My first attempt to match those was, for full name :
r"\bAB[^a-zA-Z\s][^,.\s]+"
for root :
\r"\bAB"
The root would match would match all examples of product 2 , but also the examples of product 1 (since AB is included in ABC) outputing AB in all cases.
The solution I have found is the following for the full text:
r"\b(?:AB(?!C))[^a-zA-Z\s][^,.\s]+"
For the root:
r"\b(?:AB(?!C))"
Which enabled me to match both products distinctively.
The use of ?:
is to match a non-capturing group (https://stackoverflow.com/a/11530881/14682360) without it, it would output only "AB" as a group.
The use of (?!C)
is to indicate a negative lookahead, which ensures that "C" is not after any "AB" matching group.
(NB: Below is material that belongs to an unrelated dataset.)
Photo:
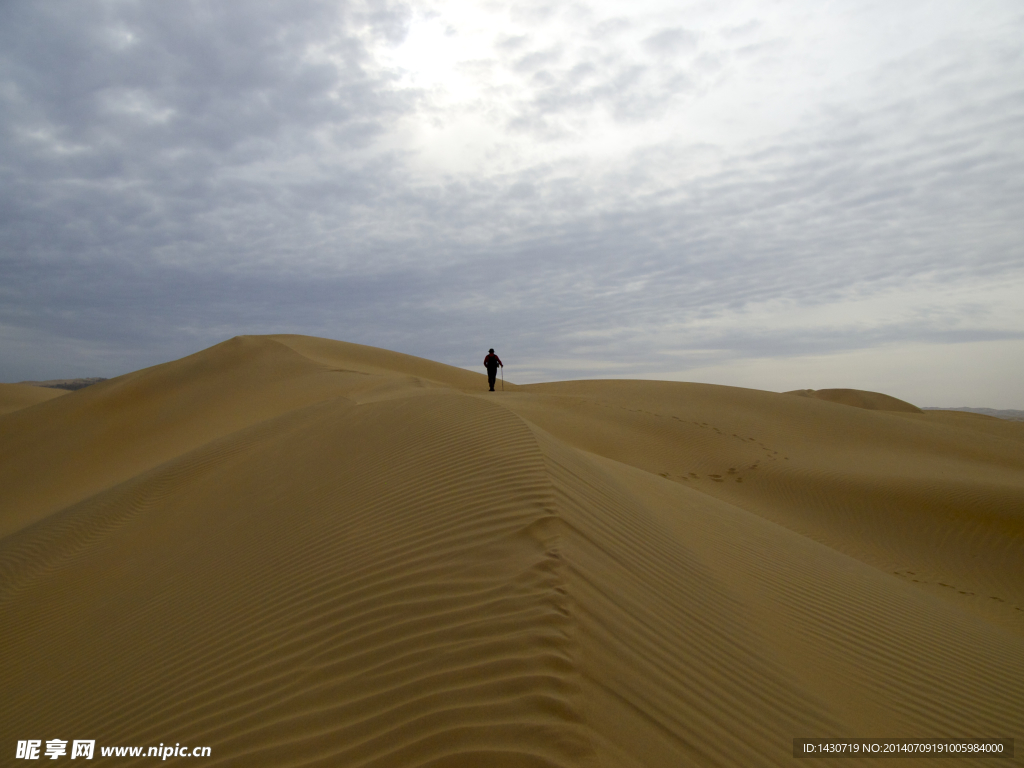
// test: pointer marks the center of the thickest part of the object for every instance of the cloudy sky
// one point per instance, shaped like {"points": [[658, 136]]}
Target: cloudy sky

For my personal use, I specified all the characters that would make the product selection intertwine (i.e. AB and ABC, DE and DEF etc.)
The use of [^a-zA-Z\s][^,.\s]+
is to match match a number or a symbol in my case and stop at an escape character that is a comma, full stop or white space.
This being said, I am sure that there are better ways of doing it.